Study on fed versus fasted HIIT cardio

August 31st, 2015 by

I came across another study that compared fed vs. fasted cardio. However, in this study the cardio performed was high intensity interval training (HIIT).

For those of you who don’t know, HIIT basically has you cycle between periods of low- and high-intensity effort. It’s also a great compliment to a sound weight-loss diet and training program. That being said, here’s more on the specific study:

In the study published in Obesity, researchers split 16 overweight women into two groups. Both groups performed HIIT during 18 sessions spread out over 6 weeks. Each session consisted of 10 intervals with 60s of high-intensity effort (around 90% maximal heart rate) and 60s of low-intensity. The differences between groups, as I’m sure you’ve already guessed, was that one group performed HIIT on an empty stomach while the other group did so fed.

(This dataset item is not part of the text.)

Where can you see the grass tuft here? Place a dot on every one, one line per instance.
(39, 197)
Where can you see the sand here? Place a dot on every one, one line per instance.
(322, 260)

The result? Both groups lost fat and gained muscle with no significant difference between groups. The researchers conclude, “HIIT is a time-efficient strategy to improve body composition… but fed- vs. fasted-state training does not alter this response.”

 

Gillen, JB et al. 2013. Interval training in the fed or fasted state improves body composition and muscle oxidative capacity in overweight women. Obesity (Silver Spring). Nov;21(11):2249-55.